On Mon, Sep 30, 2013 at 10:48 AM, Goswin von Brederlow <goswin-v-b@web.de>wrote:

> >
> > + For 16-bit and 32-bit architectures:
> >      +---------------+----+----+-----+-------+------+
> >      |     wosize    | ext|cust|noptr| color | tag  |
> >      +---------------+----+----+-----+-------+------+
> > bits  31           21  20   19   18   17   16 15   0
> >
> > - noptr: no pointers present
> > - ext:  uses extension word
> > - cust(om): uses custom word. Custom word is normally used to indicate
> > floats and pointers.
> >
> > 32 bit extension word (present only if ext is 1)
> >      +---------------------------------------------+
> >      |                   wosize                    |
> >      +---------------------------------------------+
> > bits  31                                          0
>
> Why use a full bit for ext? I would define wosize == 0 to mean an
> extension word with the actual size is present. That way sizes up to
> <16KB can be encoded without extension word.
>
>
Great point! Of course, that makes perfect sense. I was feeling like I was
wasting the wosize bits with the extension word but couldn't quite get put
2 and 2 together.
BTW, down the thread is a newer version of the design that reduces the tag
space to 8000 tags, which I do think is sufficient.

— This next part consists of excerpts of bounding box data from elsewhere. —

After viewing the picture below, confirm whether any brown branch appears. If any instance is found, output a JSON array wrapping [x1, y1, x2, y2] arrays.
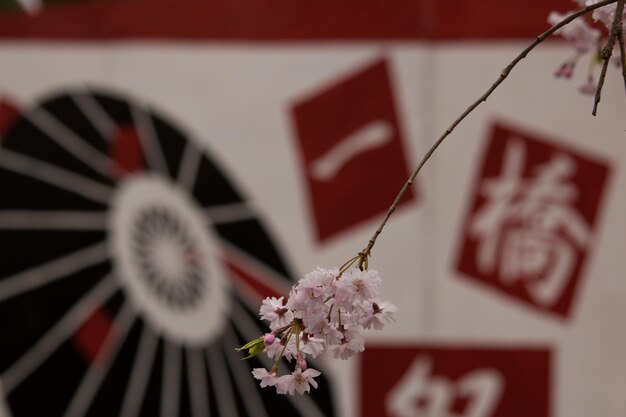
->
[[615, 14, 626, 90], [357, 0, 625, 269], [591, 0, 625, 116]]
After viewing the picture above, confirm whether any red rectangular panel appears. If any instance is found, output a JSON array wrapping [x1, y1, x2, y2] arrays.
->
[[359, 345, 552, 417]]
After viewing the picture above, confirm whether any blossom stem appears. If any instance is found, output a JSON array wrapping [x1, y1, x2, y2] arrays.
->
[[357, 0, 625, 269], [272, 320, 296, 372], [591, 0, 626, 116]]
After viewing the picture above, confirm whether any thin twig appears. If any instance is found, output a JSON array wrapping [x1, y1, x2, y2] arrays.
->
[[591, 0, 625, 116], [357, 0, 625, 269], [615, 14, 626, 90]]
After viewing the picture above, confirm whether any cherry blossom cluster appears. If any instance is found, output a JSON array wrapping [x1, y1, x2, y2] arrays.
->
[[548, 0, 624, 94], [237, 267, 397, 395]]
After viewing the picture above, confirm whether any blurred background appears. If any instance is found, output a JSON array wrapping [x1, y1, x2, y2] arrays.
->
[[0, 0, 626, 417]]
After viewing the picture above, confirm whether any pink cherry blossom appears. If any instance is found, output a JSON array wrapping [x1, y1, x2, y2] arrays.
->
[[252, 368, 278, 388], [276, 368, 321, 395]]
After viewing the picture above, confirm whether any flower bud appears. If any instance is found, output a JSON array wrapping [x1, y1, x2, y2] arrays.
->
[[263, 333, 276, 346]]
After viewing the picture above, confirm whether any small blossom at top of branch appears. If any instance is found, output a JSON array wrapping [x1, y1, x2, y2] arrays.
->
[[548, 0, 626, 102], [236, 264, 398, 395]]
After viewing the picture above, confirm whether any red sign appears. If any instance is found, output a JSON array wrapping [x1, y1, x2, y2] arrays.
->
[[293, 60, 413, 241], [359, 345, 552, 417], [458, 125, 609, 317]]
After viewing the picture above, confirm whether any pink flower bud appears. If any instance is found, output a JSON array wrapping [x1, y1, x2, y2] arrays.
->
[[561, 65, 574, 78], [296, 354, 307, 371], [263, 333, 276, 346]]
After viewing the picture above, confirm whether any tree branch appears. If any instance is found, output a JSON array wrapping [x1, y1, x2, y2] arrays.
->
[[357, 0, 625, 269], [591, 0, 625, 116]]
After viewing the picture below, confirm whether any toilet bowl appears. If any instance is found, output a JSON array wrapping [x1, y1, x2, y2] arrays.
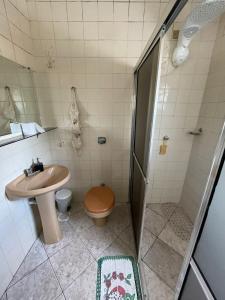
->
[[84, 186, 115, 226]]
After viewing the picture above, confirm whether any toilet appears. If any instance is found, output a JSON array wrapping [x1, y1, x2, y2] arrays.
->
[[84, 186, 115, 226]]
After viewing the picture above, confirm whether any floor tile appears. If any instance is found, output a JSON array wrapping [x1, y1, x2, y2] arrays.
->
[[141, 263, 174, 300], [10, 239, 48, 286], [170, 207, 193, 239], [144, 239, 183, 289], [141, 228, 156, 257], [50, 238, 94, 289], [64, 262, 97, 300], [69, 209, 94, 236], [55, 294, 66, 300], [42, 222, 75, 257], [81, 225, 116, 258], [159, 222, 191, 256], [147, 203, 177, 220], [99, 238, 135, 258], [69, 201, 84, 215], [118, 226, 136, 253], [144, 208, 166, 236], [107, 204, 131, 235], [7, 260, 62, 300]]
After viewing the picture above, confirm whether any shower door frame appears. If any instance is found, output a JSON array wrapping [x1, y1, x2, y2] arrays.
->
[[129, 34, 165, 261], [129, 0, 188, 262]]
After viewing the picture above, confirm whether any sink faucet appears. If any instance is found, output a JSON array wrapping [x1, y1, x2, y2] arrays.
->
[[23, 158, 44, 177]]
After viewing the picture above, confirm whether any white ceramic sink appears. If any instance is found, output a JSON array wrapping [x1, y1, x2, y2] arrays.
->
[[5, 165, 70, 244]]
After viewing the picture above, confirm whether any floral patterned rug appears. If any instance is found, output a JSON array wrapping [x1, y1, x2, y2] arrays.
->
[[96, 256, 142, 300]]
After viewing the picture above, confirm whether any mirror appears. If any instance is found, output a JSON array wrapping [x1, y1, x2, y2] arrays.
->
[[0, 57, 48, 146]]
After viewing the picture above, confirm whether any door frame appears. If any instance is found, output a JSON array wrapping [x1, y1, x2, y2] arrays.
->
[[175, 121, 225, 300], [128, 0, 188, 262], [129, 35, 164, 261]]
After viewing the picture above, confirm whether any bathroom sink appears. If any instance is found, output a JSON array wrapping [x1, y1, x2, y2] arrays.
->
[[5, 165, 70, 244], [5, 165, 70, 199]]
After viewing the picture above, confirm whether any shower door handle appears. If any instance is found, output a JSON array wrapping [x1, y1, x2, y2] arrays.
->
[[188, 128, 203, 135], [132, 152, 149, 184]]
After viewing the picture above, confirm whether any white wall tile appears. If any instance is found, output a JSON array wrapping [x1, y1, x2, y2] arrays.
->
[[84, 22, 98, 40], [51, 2, 67, 21], [98, 2, 113, 21], [114, 2, 129, 21], [54, 22, 69, 39], [83, 2, 98, 22], [129, 2, 144, 22], [68, 22, 84, 40], [67, 2, 83, 21]]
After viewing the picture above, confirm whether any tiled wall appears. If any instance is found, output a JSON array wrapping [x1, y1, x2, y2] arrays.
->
[[0, 0, 34, 68], [146, 3, 217, 203], [0, 133, 51, 297], [25, 1, 169, 201], [181, 15, 225, 220]]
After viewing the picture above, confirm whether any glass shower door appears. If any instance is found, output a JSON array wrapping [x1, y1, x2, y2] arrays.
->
[[130, 41, 159, 253]]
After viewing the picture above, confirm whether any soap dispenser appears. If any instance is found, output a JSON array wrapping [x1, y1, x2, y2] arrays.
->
[[36, 158, 44, 172]]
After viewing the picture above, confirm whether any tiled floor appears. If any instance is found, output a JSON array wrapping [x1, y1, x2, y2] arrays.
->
[[141, 203, 192, 300], [1, 203, 192, 300], [2, 203, 135, 300]]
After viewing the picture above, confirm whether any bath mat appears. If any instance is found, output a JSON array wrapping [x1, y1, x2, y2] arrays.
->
[[96, 256, 142, 300]]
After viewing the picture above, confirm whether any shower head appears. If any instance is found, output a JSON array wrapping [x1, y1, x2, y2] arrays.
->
[[172, 0, 225, 67]]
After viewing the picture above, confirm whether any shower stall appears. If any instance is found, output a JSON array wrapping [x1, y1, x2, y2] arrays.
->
[[130, 0, 225, 299]]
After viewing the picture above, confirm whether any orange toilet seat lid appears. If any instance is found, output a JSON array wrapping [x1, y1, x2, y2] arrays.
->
[[84, 186, 115, 213]]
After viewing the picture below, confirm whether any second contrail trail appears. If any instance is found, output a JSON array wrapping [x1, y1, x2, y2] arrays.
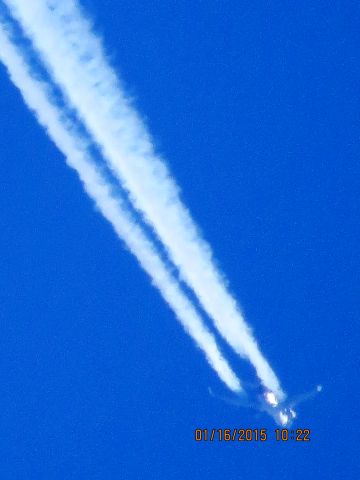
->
[[4, 0, 285, 399], [0, 22, 241, 392]]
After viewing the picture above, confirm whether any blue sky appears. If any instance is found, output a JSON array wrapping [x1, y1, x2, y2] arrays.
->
[[0, 0, 360, 479]]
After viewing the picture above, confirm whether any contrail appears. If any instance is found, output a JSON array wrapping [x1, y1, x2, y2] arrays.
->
[[0, 22, 241, 392], [4, 0, 285, 399]]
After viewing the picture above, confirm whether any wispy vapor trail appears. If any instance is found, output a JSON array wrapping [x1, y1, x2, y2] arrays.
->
[[4, 0, 284, 398], [0, 23, 241, 392]]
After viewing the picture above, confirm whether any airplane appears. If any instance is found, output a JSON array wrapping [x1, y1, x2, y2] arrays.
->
[[209, 385, 323, 427]]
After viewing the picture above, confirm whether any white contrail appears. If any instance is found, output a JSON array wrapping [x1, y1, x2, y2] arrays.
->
[[0, 23, 241, 392], [4, 0, 284, 399]]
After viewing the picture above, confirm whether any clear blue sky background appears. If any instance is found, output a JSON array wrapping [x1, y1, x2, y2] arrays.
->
[[0, 0, 360, 480]]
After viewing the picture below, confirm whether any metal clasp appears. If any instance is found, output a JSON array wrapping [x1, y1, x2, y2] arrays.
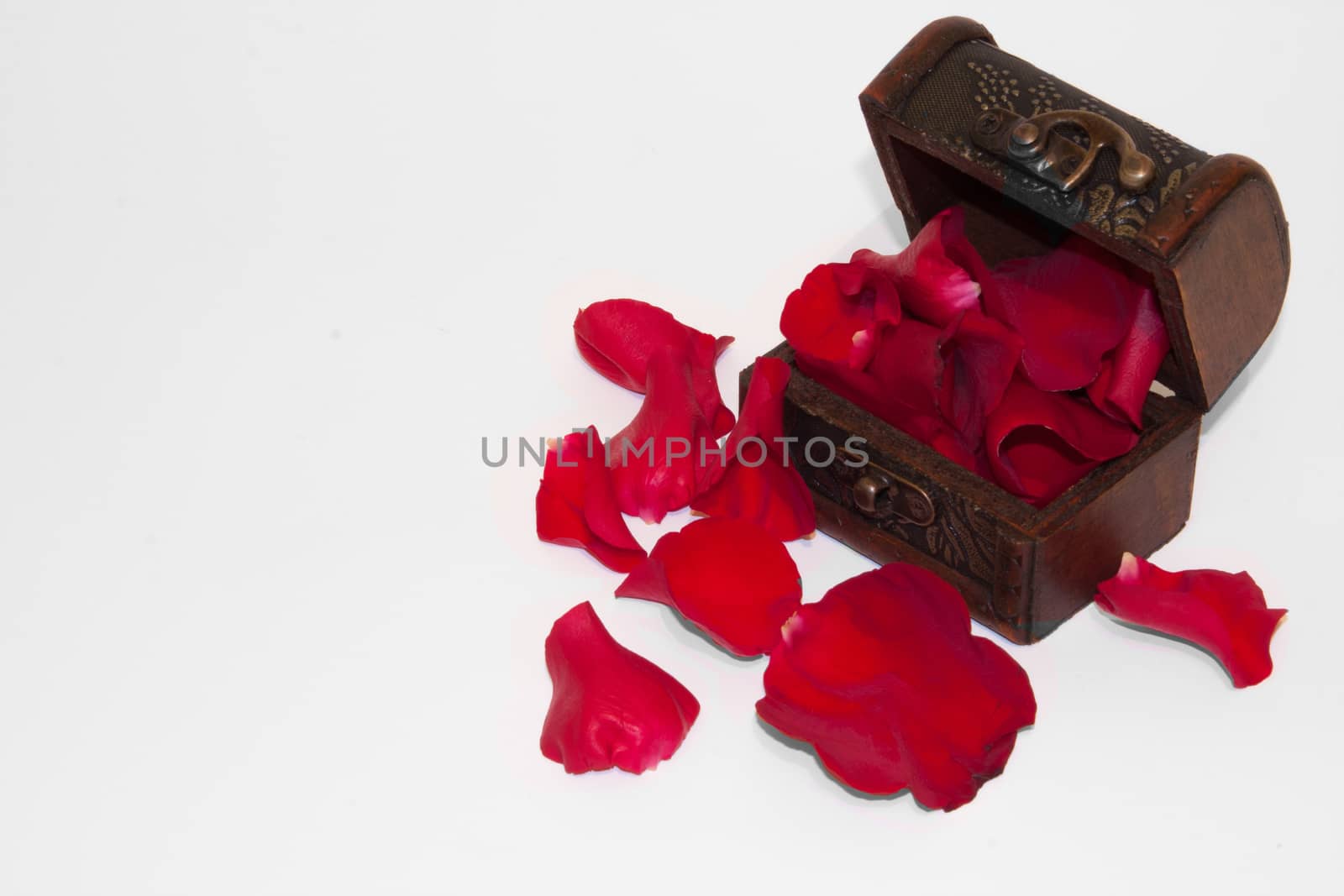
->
[[851, 455, 934, 527], [970, 107, 1158, 192]]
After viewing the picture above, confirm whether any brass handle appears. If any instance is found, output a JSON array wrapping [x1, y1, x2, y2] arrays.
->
[[972, 107, 1158, 192]]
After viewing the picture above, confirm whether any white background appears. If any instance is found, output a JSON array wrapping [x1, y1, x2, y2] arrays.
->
[[0, 0, 1344, 894]]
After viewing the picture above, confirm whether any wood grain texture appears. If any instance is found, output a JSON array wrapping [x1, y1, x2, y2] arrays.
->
[[738, 344, 1200, 643], [758, 18, 1289, 643]]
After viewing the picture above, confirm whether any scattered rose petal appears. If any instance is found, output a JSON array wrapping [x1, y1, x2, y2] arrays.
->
[[616, 517, 802, 657], [985, 380, 1138, 506], [607, 348, 721, 522], [536, 426, 647, 572], [780, 260, 900, 369], [869, 317, 943, 417], [1097, 553, 1288, 688], [757, 563, 1037, 810], [984, 237, 1147, 391], [542, 600, 701, 773], [1087, 289, 1171, 428], [690, 358, 817, 542], [851, 206, 988, 327], [574, 298, 732, 438]]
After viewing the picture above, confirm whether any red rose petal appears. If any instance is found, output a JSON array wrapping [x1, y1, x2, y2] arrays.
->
[[869, 318, 943, 417], [780, 262, 900, 369], [795, 346, 983, 473], [690, 448, 817, 542], [939, 312, 1023, 445], [607, 348, 721, 522], [851, 207, 988, 327], [616, 517, 802, 657], [984, 237, 1147, 392], [542, 602, 701, 773], [757, 563, 1037, 810], [574, 298, 732, 438], [1087, 289, 1171, 428], [536, 426, 648, 572], [690, 358, 817, 542], [1097, 553, 1288, 688], [985, 380, 1138, 506]]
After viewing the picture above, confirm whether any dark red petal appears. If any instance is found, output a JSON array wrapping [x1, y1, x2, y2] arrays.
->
[[985, 237, 1145, 391], [795, 348, 981, 473], [616, 517, 802, 657], [869, 317, 943, 417], [690, 459, 817, 542], [574, 298, 732, 438], [780, 262, 900, 369], [723, 358, 789, 459], [690, 358, 817, 542], [536, 426, 647, 572], [1087, 289, 1171, 428], [985, 380, 1138, 506], [757, 563, 1037, 810], [1097, 553, 1288, 688], [851, 207, 988, 327], [607, 348, 721, 522], [939, 312, 1021, 445], [542, 602, 701, 773]]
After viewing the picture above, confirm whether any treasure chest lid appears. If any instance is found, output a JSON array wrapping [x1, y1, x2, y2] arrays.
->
[[860, 18, 1289, 410]]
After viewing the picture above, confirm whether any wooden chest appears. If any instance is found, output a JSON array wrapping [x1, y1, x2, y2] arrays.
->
[[741, 18, 1289, 643]]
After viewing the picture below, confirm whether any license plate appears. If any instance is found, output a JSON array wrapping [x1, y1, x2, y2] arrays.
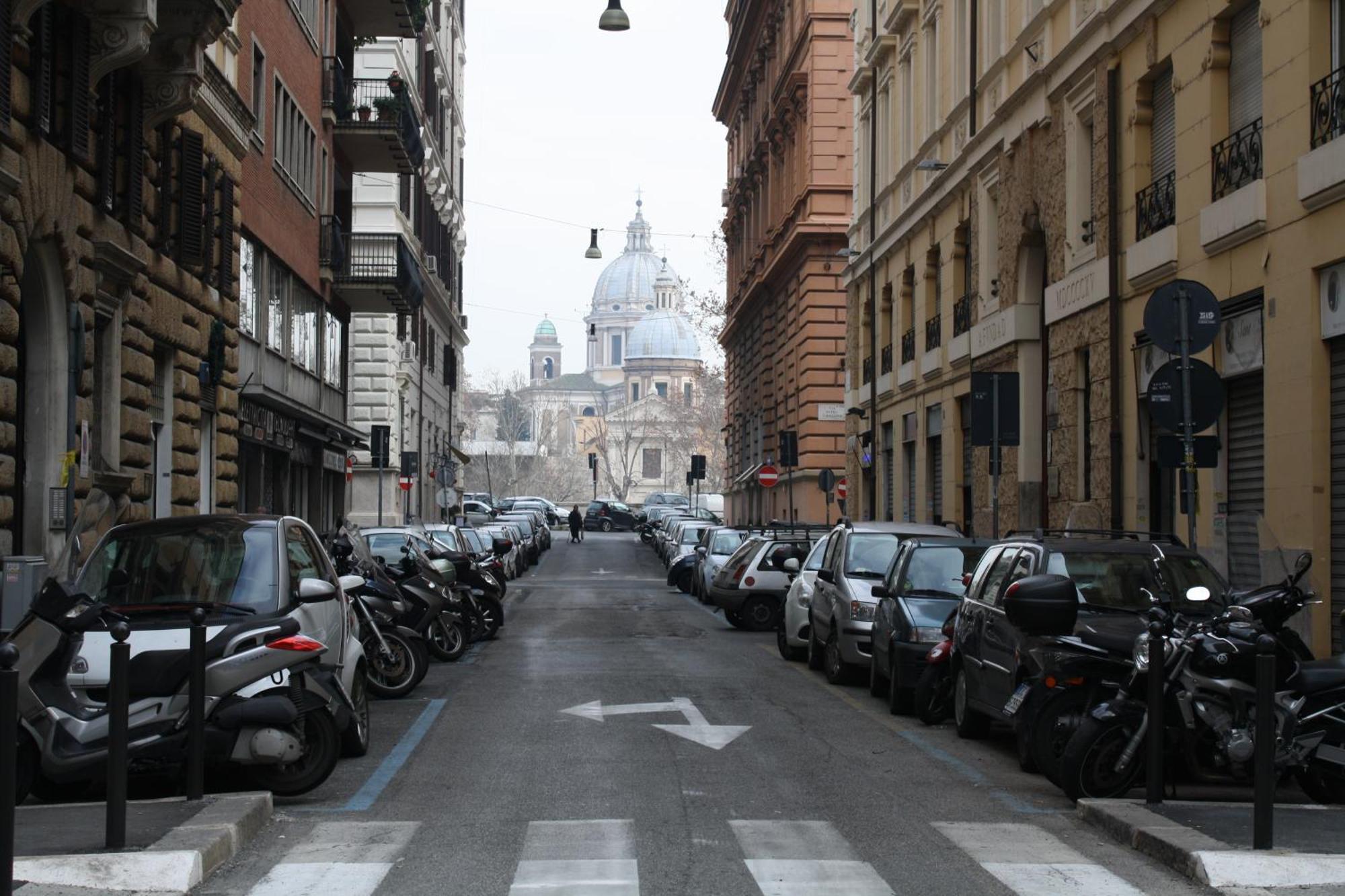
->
[[1001, 682, 1032, 716]]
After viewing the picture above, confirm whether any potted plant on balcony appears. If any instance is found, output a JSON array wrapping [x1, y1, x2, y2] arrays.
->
[[374, 97, 401, 121]]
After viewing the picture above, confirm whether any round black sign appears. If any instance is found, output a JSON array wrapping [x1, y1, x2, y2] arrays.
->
[[1149, 358, 1224, 433], [1145, 280, 1221, 355]]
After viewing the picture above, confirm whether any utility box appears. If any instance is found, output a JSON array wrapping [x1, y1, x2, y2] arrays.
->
[[0, 557, 47, 631]]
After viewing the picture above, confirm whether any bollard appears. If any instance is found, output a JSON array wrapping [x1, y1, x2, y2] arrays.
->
[[0, 645, 19, 896], [187, 607, 206, 799], [1145, 614, 1166, 805], [105, 623, 130, 849], [1252, 635, 1276, 849]]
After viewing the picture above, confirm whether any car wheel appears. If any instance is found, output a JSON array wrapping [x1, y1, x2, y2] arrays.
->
[[808, 614, 822, 671], [952, 666, 990, 740]]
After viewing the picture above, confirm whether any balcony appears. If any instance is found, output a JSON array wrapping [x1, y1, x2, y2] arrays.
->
[[323, 58, 425, 173], [1210, 118, 1262, 199], [340, 0, 426, 38], [901, 327, 916, 364], [317, 227, 425, 315]]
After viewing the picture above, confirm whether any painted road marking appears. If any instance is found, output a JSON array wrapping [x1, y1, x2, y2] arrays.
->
[[249, 822, 420, 896], [729, 821, 893, 896], [933, 822, 1143, 896], [335, 700, 447, 813], [508, 819, 640, 896]]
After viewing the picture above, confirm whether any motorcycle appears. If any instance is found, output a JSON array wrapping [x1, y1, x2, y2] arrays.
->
[[5, 490, 354, 802], [912, 610, 958, 725], [1060, 528, 1345, 803]]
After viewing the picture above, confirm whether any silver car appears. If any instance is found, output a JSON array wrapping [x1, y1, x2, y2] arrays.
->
[[808, 521, 958, 685]]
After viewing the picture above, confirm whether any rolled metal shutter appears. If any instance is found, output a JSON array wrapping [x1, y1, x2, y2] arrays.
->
[[1228, 3, 1262, 133], [1330, 337, 1345, 654], [1149, 69, 1177, 181], [1224, 372, 1266, 588]]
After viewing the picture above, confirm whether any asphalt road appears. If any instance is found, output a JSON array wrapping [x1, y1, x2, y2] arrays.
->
[[202, 533, 1209, 896]]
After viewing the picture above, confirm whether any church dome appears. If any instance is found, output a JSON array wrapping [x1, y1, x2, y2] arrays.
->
[[593, 202, 675, 313], [625, 309, 701, 360]]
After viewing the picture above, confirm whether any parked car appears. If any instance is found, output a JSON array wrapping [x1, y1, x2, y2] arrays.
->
[[808, 521, 956, 685], [584, 498, 635, 532], [954, 532, 1228, 768], [710, 528, 819, 631], [869, 538, 991, 715], [775, 533, 831, 661]]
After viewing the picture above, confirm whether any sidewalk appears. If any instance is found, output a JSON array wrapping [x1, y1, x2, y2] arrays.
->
[[13, 794, 272, 896], [1077, 799, 1345, 892]]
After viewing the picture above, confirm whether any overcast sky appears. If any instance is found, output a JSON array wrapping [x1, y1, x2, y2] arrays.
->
[[464, 0, 728, 383]]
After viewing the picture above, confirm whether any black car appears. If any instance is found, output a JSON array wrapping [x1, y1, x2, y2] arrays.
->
[[954, 532, 1228, 774], [584, 499, 635, 532], [869, 538, 991, 713]]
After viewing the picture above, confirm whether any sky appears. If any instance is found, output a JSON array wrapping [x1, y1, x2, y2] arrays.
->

>  > 32 bit custom word (default usage - present only if cust is 1):
> >      +----+----------------------------------------+
> >      |nofp|              pfbits                    |
> >      +----+----------------------------------------+
> > bits   31  30                                     0
> >
> > - nofp: a structure with no floats. All pfbits are used for pointers,
> with
> > a 1 signifying a pointer and a 0 signifying a value.
> > - pfbits: indicates which double words are floats and pointers. Starting
> at
> > the highest bit:
> >     - a 0 indicates neither a pointer nor a float
> >     - a 10 indicates a float (double)
> >     - a 11 indicates a pointer
> >     - If noptr is set, each bit indicates a float. If nofp is set, each
> bit
> > indicates a pointer.
>
> There are 3 kinds of values:
>
> 1) pointers with bit 0 == 0
> 2) non-pointers with bit 0 == 1
> 3) floats with all bits used for the type (spanning 2 fields in 32bit)
>
> So if pfbits indicates a float then a field (or 2) is a float and all
> bits are used for the value. Otherwise the bit 0 of the field will
> tell you wether it is a pointer or not. So why would you want to
> duplicate that information in the pfbits?
>

I was thinking of doing it for efficiency. If we're already indicating
what's what, we might as well represent shortcuts to the pointers, which
would cut down on the amount of reading, no? In the average case, the GC
would need to access a lot less memory.


> It might be nice to support C values like untagged ints or unaligned
> pointers. If Custom tag is set then the pfbits become ocaml value
> bits. The GC will only inspect fields with pfbit set. All other fields
> are ignored. The custom_operations handle compare, hash, serialize and
> deserialize so nothing else will access the data.
>
> Another thing are int32 and int64. I guess if you want to unbox those
> then having 2 bits per field in pfbits makes sense again. But then I
> would allocate them as:
>
>     - a 00 indicates a tagged value (int or pointer)
>     - a 01 indicates a non-pointer: int, int32, native int, C pointer
>     - a 10 indicates a float (double)
>     - a 11 indicates an int64
>
> The higher bit would indicate a 64bit value, meaning spanning 2 fields
> on 32bit. Not that those 4 values allow mixing ocaml values, C values,
> int32, int64 and float in a block.
>
> I would combine the noptr and nofp bits into a single 2bit field:
>
>     - a 00 indicates no pointers and no double size, no pfbits
>     - a 01 indicates no double size, pfbits indicate tagged / non-pointer
>     - a 10 indicates no pointers but double size, pfbits indicate size
>     - a 11 indicates both pointers and double size, 2 pfbits per field
>
> Note: tagged integers can be stored as 00 or 01. I think this would be
> required for polymorphic types. An 'a could be int or pointer. In both
> cases 00 will work.
>
>
I really like this idea -- unboxing more types could be really useful. I'm
not sure double 'size' would work, however. It should be fine for the
marshal module, but polymorphic comparison would get messed up because
floats have to be compared differently. So I think 10 in the bit field
should indicate no pointers but floats, while 11 could allow both pointers
and double size, with the 2-bits specifying if it's a float or an int64 (as
you've outlined). Of course, one cannot have both shortcuts to pointers and
enhanced unboxing, so let me know what you think about the performance
increase from shortcutting the tag bit.

Yotam